Según informó Puente en el Congreso de los Diputados, los primeros trenes de alta velocidad circularán en el tramo ya preparado entre Talayuela y Badajoz entre abril y junio de 2026. Además, se avanzan los estudios informativos para la declaración de impacto ambiental de los tramos Torrijos–Talavera y Talavera–Oropesa, previstos para final de año, lo que, en teoría, permitirá desbloquear progresivamente la obra.

No obstante, la puesta en marcha completa de la línea Madrid–Extremadura–Lisboa sigue marcada por plazos excesivamente largos: la alta velocidad hasta Talavera no estará lista hasta 2030, y la conexión con Toledo y Lisboa no llegará hasta 2034, dado que Portugal prioriza primero su eje Lisboa-Oporto. Estas fechas evidencian la lentitud crónica en la ejecución de un proyecto que, en teoría, lleva décadas en planificación y promesas reiteradas por parte del PSOE.

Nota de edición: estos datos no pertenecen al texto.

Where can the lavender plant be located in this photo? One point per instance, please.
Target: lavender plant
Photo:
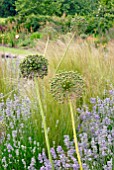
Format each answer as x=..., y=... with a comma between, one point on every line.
x=67, y=86
x=97, y=133
x=96, y=144
x=17, y=147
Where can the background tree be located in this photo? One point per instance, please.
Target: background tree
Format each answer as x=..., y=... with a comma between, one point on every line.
x=7, y=8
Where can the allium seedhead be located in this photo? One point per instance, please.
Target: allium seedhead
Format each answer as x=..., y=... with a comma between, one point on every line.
x=67, y=85
x=34, y=66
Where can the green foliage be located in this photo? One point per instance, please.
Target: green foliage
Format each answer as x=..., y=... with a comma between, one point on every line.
x=67, y=85
x=34, y=66
x=7, y=8
x=35, y=35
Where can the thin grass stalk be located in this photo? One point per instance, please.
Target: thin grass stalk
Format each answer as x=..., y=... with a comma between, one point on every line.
x=47, y=43
x=62, y=58
x=44, y=122
x=75, y=136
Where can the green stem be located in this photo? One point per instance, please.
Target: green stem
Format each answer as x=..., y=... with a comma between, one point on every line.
x=44, y=123
x=62, y=58
x=75, y=136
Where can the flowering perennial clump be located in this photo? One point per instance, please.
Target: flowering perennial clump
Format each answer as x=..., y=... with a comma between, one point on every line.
x=34, y=66
x=20, y=150
x=67, y=85
x=96, y=140
x=63, y=158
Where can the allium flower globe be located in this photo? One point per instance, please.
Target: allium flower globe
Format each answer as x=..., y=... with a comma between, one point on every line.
x=34, y=66
x=67, y=85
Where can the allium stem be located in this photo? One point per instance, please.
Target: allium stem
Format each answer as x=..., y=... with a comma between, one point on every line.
x=62, y=58
x=75, y=136
x=44, y=123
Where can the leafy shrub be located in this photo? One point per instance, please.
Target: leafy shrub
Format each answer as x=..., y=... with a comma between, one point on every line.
x=34, y=66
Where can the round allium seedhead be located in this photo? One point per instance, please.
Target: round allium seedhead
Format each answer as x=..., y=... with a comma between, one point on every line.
x=67, y=85
x=34, y=66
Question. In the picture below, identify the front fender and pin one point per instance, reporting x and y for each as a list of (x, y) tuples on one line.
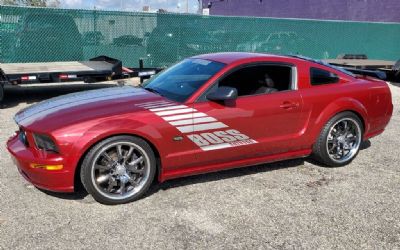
[(105, 129)]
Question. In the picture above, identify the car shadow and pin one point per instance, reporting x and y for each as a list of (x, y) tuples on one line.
[(13, 96), (81, 193), (225, 174)]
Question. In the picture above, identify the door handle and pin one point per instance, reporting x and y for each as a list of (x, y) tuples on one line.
[(289, 105)]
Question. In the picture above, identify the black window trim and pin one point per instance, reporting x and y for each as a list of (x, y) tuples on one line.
[(293, 87), (323, 84)]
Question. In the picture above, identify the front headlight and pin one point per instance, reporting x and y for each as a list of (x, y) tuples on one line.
[(45, 142)]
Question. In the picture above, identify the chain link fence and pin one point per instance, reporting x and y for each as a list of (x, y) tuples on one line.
[(43, 34)]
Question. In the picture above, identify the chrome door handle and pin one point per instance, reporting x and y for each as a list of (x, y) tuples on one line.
[(289, 105)]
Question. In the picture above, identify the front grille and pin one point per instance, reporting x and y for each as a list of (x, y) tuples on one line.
[(22, 137)]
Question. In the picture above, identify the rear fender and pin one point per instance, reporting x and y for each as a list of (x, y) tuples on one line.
[(340, 105)]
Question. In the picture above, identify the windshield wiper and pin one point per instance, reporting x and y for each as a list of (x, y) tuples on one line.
[(153, 91)]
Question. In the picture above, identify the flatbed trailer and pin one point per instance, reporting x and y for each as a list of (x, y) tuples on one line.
[(97, 69)]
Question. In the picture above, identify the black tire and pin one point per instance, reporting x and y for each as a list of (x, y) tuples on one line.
[(320, 148), (1, 92), (88, 171)]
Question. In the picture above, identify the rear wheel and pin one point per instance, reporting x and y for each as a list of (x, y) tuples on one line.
[(118, 170), (340, 140)]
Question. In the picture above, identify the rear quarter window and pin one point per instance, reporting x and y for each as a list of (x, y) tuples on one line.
[(322, 77)]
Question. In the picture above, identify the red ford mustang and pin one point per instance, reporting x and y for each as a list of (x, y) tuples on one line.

Uno de los puntos que más controversia genera es el trazado por Toledo. A pesar de años de negociaciones y compromisos incumplidos, aún no hay una solución definitiva, y se plantea ahora una segunda estación en la ciudad para satisfacer a la Junta de Castilla-La Mancha, mientras la histórica estación de Santa Bárbara quedará reservada para los servicios Avant Madrid-Toledo. Este retraso refleja, nuevamente, la falta de coordinación y de visión estratégica del Ejecutivo, que ha llevado al proyecto a acumular años de paralización y frustración entre los extremeños.

Extremadura, históricamente una de las comunidades peor conectadas por tren de España, sigue a merced de anuncios mediáticos y de avances parciales. La llegada de trenes a 300 km/h es una buena noticia, pero resulta insuficiente si se compara con los plazos iniciales prometidos por el PSOE hace más de una década. La región sigue esperando una planificación realista, inversiones concretas y, sobre todo, un compromiso firme para situar a Extremadura a la altura del resto del país en materia de infraestructuras.

En este contexto, la ciudadanía y los agentes económicos de la región no pueden conformarse únicamente con titulares. El AVE debe convertirse en una herramienta efectiva de desarrollo, empleo y cohesión territorial, no en un símbolo de promesas incumplidas.
La gestión del PSOE demuestra que, sin exigencia ciudadana y seguimiento constante, los grandes proyectos estratégicos para Extremadura corren el riesgo de seguir siendo eternamente “futuros avances” en lugar de realidades tangibles.